French technology consulting firm Altran has agreed to acquire engineering services firm Aricent Inc. from a group of investors led by private equity giant KKR & Co. LP for a total enterprise value of €1.7 billion ($2 billion) in cash.
The acquisition of California, US-based Aricent will enhance Altran’s financial profile, improve profitability and cash generation, the Paris-headquartered company said in a statement on Thursday.
The transaction marks another high-profile divestment by KKR, which has sealed full or partial exits in a half-dozen Indian companies over the past two years. These include selling Alliance Tire Group to Japan’s Yokohama Rubber, divesting its stake in Gland Pharma to China’s Shanghai Fosun Pharmaceuticals and offloading its stake in TVS Logistics to Canadian pension fund CDPQ.
Aricent was KKR’s maiden India bet. The PE firm had first acquired a majority stake in Aricent, previously known as Flextronics Software Systems Ltd, in 2006 in a leveraged buyout deal worth $900 million. The amount included $300 million as an equity infusion and the remaining as debt.

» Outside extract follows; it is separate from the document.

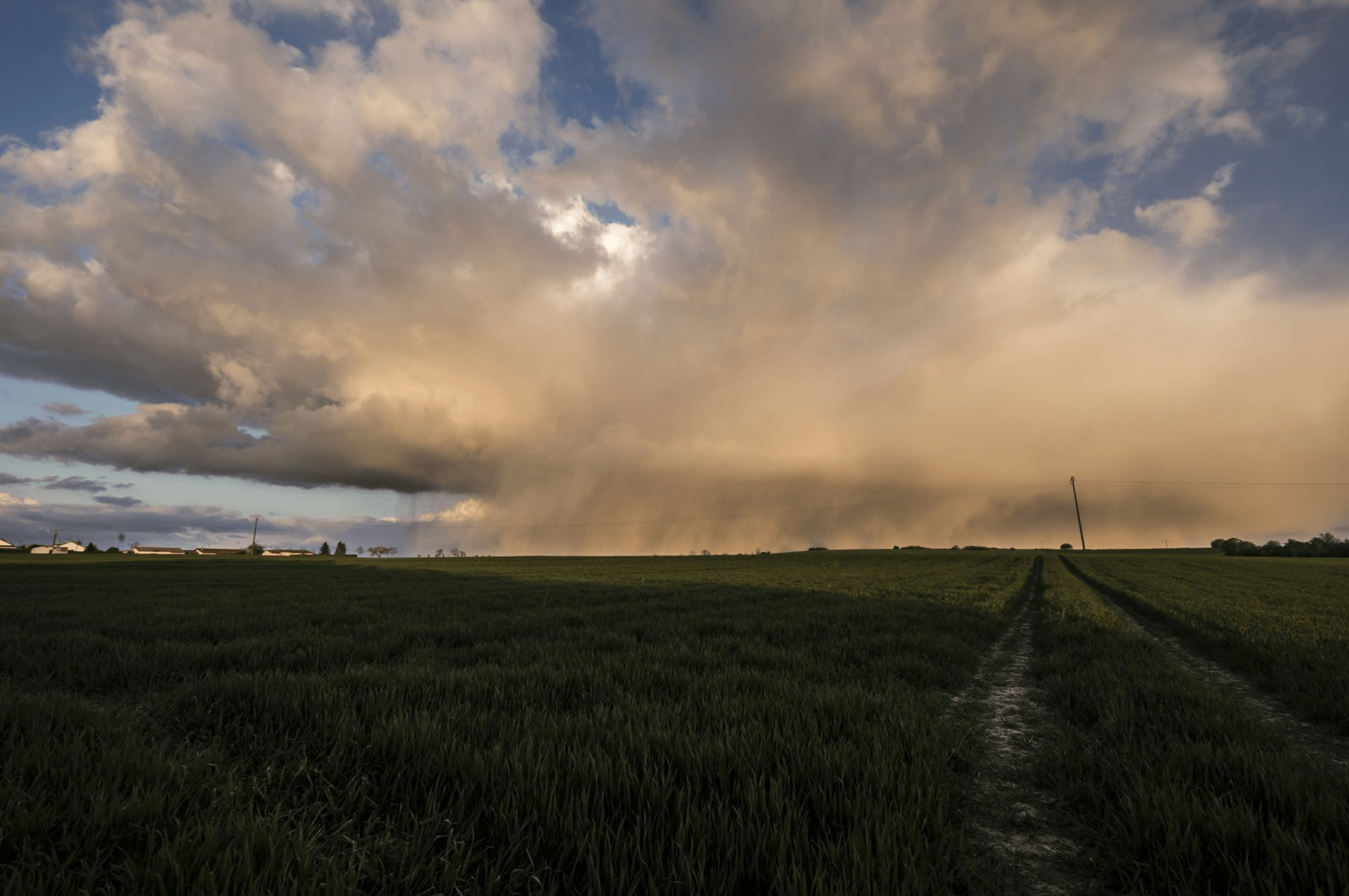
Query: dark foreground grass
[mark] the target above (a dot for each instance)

KKR had increased its stake to 79% in Aricent in 2009. At the time, Canada Pension Plan Investment Board (CPPIB) had also invested in Aricent. The other investors in Aricent, who acquired stakes in 2008 and 2009, include venture capital firm Sequoia Capital and the Bahrain-based The Family Office.
Altran, meanwhile, has sealed its second deal in India within three months and the fourth in two years. It had agreed to acquire Bangalore-based Internet of Things startup GlobalEdge Software Ltd for an estimated Rs 310-410 crore ($48.3-64 million) in cash in September.
In December last year, Altran had acquired to acquire engineering services provider Pricol Technologies Ltd. And in 2015, the French firm had bought Bangalore-based startup SiCon Design Technologies Pvt. Ltd.
Altran said it expects the Aricent deal to generate €150 million of additional revenue, translating into €25 million EBITDA run-rate synergies and €25 million of delivery and cost synergies within three years. EBITDA is short for earnings before interest, tax, depreciation and amortization.
This acquisition will allow Altran to realise its 2020 financial goals ahead of time, the firm said.
Aricent provides integrated design and engineering services, primarily to companies in the communications and technology, semiconductor and software industries, it said. The company generated revenue of $687 million in the 12 months through June 2017. It has about 10,500 employees and operates through 24 engineering centers and design studios, serving close to 360 clients globally.
Altran, in which PE firm Apax Partners holds an 8.4% stake, also said that the combined entity had revenue of about €2.9 billion in the 12 months through June and an EBITDA margin of 14.9%.
“Altran will now have superior scale and scope, and now masters all four critical criteria necessary to lead the industry: a global presence and reach, leadership across most industries, strong expertise in key technology domains and a superior global delivery supply chain,” said Dominique Cerutti, chairman and CEO of Altran Group.
The transaction is likely to close in the first quarter of 2018, subject to receipt of antitrust approvals and customary closing conditions, Altran said in a statement.
The French company has obtained a financing package for the transaction, which is intended to be refinanced in part through a €750 million rights issue, subject to shareholders’ approval and market conditions, it said.